Of the Surface of Things

Asher Liftin, curated by Anna Vittoria Magagna

Asher Liftin (New York, 1998) returns to Alessandro Albanese Gallery, after his first solo international exhibition in Milan. This time the artist elaborates a new exhibition project curated by Anna Vittoria Magagna, which will open on December 17, 2022 in the Matera venue. 

The title of the exhibition Of the Surface of Things comes from the poem by Wallace Stevens, in which the poet reflects on the observation of the world and “the surface of things”, to literally quote the title, in two ways by reality and imagination, a dualism at the center of Liftin's research. The poet metaphorically dresses himself in the cloak of imagination, obscuring the real world and seeing the elements of nature appearing in different colors.
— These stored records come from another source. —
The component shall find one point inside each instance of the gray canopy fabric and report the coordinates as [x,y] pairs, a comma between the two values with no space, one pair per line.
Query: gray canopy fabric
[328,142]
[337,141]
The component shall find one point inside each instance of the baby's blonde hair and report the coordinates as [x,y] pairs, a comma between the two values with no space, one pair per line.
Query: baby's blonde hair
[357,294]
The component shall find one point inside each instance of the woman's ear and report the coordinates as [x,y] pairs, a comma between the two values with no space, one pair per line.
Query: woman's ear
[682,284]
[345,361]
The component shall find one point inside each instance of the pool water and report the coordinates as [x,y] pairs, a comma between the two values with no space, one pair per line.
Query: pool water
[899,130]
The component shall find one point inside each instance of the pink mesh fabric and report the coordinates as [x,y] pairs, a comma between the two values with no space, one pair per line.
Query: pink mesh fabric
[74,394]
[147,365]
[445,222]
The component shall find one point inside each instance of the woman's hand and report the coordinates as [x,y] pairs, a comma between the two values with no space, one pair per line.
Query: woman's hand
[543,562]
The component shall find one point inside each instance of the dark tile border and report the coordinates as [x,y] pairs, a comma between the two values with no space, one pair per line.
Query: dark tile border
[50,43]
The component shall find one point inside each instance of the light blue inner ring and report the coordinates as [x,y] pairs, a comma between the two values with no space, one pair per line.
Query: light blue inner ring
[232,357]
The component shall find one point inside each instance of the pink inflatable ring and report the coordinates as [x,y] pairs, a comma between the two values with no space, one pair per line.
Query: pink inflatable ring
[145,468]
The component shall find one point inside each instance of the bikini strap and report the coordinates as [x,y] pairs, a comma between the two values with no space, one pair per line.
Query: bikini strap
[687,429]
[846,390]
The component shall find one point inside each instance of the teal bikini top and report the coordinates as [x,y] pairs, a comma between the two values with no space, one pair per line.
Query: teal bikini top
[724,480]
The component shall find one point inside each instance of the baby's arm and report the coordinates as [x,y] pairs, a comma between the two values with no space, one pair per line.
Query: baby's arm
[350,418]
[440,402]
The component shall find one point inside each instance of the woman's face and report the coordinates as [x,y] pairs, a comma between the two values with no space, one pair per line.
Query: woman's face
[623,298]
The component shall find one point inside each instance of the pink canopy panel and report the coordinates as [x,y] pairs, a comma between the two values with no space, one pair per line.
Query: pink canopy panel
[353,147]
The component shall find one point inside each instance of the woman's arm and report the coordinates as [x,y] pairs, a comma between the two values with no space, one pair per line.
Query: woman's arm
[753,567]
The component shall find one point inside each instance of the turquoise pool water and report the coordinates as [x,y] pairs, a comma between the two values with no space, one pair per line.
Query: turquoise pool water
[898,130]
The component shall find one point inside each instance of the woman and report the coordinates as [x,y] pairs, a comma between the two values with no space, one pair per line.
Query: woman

From this awareness of renewed representation, Liftin's figures emerge with a visual search with a broad index: as photographs found or taken personally by the artist and from media icons, such as television or film. The works in the exhibition emphasize their provenance by repurposing the textures of digital photography in painting, similar to fragments of pixels, or bright film filters.  

Subjects are often simple and familiar, reworked digitally, and stripped of their iconographic references to transition into painting. Such example of figure is visible in the Torso in Torque which is a late nude by Picabia; in the Still Life of Fruit and Pistachios, whom subject is a photograph by the artist; and in Flower in Turcato, in which the still life is circumscribed within a gestural trace on the canvas. Gesture plays protagonist again in the diptych The Conformist, in which the image from Bertolucci's film is overlaid with a grid, imitating a sketch drawn, perhaps by the letter carrier, on a package delivered to the artist to erase his address. Asher Litin focuses on synthesizing visual stimuli as information, concepts and knowledge. Of the Surface of Things creates a forest of heterogeneous signs in constant tension between imagination and reality, in which the relationship among image, symbol, and gesture are lenses of the world. In this sense imagination becomes a tool of knowledge, and art the space of questioning our reality.